The first part of that line of code tells tmap the name of our shapefile: tm_shape(orleans2)
The second part tells it how to choose the color. We can provide it a color name, or the name of a column as we have done, and it’ll create groups based on the values for that variable: tm_polygons( col = “colpct”)
And the final part creates a legend: tm_legend(outside = TRUE, text.size = .8)
We can change the colors with the option palette, and the number of groups our variable is grouped into. To see the color palettes that are available run this line of code (you may need to install some packages for it to work): tmaptools::palette_explorer()
19.2.5 Wrapping up
The next chapter will discuss some ways we can use spatial data in regressions, but there’s also a lot more we can do with maps.

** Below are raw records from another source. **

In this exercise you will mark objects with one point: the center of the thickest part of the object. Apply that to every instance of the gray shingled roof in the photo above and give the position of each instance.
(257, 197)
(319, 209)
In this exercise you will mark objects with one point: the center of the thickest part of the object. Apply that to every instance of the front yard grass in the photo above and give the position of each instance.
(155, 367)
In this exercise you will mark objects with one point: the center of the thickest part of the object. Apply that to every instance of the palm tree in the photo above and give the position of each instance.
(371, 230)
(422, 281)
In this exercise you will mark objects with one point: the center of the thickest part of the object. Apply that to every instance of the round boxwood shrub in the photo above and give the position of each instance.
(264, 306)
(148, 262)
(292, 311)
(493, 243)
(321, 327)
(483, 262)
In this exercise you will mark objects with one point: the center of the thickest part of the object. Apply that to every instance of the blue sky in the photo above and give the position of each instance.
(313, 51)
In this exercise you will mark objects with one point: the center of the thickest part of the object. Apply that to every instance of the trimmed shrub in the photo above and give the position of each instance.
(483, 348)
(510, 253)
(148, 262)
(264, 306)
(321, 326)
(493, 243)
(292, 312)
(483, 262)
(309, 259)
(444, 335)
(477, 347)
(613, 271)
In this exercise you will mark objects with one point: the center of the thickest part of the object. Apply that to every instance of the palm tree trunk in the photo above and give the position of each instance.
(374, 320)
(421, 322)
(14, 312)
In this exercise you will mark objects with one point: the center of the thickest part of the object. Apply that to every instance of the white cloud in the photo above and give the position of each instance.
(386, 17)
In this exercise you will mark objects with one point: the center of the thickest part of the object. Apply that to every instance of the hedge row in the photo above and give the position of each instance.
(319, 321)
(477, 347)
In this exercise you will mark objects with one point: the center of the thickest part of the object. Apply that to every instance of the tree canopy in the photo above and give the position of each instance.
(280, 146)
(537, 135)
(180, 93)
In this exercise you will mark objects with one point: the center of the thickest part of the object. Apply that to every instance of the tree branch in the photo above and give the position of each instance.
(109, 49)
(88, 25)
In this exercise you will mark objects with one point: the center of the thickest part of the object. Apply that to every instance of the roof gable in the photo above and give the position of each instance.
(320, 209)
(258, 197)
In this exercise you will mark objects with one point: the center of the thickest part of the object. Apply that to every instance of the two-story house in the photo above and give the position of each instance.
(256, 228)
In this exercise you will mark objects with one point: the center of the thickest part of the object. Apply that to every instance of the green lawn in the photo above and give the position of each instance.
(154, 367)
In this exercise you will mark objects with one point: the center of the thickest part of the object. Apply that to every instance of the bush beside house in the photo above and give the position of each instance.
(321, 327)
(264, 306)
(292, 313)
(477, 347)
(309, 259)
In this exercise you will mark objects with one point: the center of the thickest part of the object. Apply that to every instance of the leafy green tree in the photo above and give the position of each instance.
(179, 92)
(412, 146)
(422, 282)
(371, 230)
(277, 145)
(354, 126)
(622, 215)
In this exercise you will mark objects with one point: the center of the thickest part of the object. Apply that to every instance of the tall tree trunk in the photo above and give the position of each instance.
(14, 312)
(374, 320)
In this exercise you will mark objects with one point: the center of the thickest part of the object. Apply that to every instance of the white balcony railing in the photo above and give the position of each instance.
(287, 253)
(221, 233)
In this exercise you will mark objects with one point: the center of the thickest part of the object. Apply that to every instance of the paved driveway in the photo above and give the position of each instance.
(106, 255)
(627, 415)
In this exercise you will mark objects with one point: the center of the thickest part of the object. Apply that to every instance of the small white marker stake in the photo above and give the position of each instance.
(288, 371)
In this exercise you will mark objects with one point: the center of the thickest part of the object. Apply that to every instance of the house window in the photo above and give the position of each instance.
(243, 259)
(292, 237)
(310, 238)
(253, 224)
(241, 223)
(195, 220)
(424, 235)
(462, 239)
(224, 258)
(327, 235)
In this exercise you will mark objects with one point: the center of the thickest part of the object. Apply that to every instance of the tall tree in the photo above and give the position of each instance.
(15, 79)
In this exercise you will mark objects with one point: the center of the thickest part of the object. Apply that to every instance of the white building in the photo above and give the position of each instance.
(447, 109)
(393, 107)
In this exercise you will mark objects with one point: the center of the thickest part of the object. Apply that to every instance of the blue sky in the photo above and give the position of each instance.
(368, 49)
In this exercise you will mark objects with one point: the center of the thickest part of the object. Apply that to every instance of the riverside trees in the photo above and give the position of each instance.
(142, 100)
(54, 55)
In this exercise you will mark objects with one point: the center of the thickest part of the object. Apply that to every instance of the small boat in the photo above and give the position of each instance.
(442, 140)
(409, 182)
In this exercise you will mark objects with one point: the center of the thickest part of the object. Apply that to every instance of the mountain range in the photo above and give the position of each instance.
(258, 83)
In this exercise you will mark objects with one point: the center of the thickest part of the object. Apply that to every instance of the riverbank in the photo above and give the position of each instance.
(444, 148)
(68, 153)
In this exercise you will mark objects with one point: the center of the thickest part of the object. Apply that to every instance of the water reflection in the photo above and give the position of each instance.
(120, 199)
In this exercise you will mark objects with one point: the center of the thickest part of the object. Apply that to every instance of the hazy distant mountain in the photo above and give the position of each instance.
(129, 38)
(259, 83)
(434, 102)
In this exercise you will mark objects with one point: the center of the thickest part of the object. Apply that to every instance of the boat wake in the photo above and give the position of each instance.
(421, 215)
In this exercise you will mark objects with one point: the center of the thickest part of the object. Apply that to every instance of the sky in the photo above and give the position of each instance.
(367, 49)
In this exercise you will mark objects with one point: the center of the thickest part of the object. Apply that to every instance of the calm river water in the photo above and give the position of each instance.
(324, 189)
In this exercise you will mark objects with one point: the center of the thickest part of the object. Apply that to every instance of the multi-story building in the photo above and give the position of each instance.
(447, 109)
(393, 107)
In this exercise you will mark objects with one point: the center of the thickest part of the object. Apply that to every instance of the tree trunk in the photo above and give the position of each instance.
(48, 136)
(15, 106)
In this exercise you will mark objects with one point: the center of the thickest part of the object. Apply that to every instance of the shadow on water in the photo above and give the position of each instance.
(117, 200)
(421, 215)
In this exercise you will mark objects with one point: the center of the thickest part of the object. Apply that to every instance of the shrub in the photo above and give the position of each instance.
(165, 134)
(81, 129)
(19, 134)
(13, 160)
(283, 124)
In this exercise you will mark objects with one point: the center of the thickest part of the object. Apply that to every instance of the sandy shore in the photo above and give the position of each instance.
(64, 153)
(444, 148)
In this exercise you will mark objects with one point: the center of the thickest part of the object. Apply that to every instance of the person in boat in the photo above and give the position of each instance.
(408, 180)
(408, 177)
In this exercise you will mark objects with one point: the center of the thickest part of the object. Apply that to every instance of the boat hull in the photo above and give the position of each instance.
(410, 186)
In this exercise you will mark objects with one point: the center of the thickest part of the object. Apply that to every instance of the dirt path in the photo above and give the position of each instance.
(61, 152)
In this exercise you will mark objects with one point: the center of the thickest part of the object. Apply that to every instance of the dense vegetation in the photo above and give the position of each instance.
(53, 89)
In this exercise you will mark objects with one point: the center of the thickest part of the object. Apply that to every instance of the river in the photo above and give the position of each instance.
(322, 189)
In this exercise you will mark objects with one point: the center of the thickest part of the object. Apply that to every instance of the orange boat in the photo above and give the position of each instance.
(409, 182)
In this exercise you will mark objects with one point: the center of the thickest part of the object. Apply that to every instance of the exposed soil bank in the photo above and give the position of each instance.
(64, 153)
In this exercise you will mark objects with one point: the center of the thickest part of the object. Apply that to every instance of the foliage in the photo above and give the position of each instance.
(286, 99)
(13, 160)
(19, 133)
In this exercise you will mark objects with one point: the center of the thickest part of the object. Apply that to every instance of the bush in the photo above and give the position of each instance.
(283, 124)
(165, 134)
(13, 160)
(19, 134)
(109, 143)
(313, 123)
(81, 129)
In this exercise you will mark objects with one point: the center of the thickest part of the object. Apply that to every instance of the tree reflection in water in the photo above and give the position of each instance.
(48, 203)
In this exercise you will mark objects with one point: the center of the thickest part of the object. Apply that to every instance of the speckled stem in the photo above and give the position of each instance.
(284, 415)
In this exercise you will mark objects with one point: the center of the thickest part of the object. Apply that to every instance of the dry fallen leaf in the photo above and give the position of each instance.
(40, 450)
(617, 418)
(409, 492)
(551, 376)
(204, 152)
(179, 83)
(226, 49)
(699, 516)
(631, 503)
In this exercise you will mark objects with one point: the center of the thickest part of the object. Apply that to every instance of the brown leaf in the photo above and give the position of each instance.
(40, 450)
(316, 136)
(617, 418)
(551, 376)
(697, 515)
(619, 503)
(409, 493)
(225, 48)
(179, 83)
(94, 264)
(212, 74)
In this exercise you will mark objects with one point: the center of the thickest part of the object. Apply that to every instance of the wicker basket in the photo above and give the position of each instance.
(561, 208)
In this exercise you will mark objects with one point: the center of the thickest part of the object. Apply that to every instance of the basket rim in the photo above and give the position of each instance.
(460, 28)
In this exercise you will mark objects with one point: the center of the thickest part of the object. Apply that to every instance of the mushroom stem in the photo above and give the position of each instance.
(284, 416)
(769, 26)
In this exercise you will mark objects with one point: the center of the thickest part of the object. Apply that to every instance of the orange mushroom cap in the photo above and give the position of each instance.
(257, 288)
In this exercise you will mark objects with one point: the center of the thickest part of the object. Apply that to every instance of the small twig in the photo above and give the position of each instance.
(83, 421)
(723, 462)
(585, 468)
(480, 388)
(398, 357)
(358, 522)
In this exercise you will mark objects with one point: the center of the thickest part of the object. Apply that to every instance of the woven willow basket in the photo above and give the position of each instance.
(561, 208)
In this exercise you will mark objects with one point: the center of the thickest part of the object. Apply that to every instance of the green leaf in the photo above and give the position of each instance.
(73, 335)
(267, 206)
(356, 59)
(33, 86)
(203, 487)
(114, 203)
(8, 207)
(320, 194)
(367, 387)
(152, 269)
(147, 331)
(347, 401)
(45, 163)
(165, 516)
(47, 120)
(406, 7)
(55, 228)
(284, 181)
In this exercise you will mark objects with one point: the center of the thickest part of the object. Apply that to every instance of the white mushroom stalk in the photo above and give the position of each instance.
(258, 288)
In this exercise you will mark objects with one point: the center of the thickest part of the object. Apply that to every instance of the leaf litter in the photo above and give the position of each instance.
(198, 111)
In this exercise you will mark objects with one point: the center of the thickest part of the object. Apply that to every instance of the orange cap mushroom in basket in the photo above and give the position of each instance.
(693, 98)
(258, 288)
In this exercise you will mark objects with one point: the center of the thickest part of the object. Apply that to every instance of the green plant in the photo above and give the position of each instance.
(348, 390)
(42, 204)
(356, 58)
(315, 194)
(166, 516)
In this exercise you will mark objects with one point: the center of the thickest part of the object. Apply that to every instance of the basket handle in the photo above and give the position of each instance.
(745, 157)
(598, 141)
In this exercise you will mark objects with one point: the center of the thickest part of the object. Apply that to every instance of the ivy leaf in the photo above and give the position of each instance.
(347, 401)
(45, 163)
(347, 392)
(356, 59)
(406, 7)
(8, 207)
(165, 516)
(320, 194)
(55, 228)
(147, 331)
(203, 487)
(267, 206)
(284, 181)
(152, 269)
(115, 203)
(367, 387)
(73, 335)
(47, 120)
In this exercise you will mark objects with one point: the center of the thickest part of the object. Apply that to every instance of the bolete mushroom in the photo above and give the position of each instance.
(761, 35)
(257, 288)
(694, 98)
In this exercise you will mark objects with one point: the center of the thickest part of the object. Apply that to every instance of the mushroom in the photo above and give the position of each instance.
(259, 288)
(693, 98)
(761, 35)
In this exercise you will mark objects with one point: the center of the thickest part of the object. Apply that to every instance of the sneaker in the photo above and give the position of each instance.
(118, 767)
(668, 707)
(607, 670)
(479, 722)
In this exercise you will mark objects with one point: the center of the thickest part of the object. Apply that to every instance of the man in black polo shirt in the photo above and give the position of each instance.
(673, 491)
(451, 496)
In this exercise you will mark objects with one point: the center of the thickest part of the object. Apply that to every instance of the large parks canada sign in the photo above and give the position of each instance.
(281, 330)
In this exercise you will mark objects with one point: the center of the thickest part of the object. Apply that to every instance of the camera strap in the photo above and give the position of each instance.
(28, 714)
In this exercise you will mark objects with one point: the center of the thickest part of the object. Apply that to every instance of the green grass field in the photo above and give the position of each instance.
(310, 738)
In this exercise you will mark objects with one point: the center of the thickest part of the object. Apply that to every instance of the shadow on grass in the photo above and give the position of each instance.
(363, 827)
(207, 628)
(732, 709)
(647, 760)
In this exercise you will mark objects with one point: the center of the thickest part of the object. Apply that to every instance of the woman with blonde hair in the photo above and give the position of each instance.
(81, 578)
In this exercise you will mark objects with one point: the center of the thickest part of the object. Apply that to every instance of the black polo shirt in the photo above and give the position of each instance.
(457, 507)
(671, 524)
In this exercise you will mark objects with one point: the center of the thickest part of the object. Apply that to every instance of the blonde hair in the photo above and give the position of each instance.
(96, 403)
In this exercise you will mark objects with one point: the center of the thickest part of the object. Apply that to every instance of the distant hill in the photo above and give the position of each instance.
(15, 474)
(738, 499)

This chapter has ignored heat maps, or ways to count the number of points within a polygon, and lots of other useful techniques. If you’re curious to learn more I’d recommend reading this book by Juanjo Medina and Reka Solymosi, because their approach is far more polished than mine.
In addition, maps can also be produced using a package called ggplot, which can also be used for all types of graphing. Some people swear by it, and a lot of help/advice you’ll find online uses it. The book above utilizes it. I should probably add a section on ggplot in the future because it is so common, but I don’t love using it myself (other than being able to communicate with people that use it). The biggest difference is that ggplot() works iteratively (like tmaps), where you add details to your graph step by step, which can help for debugging your map if you have a problem. Anyways, that’s just a quick note to finish this section.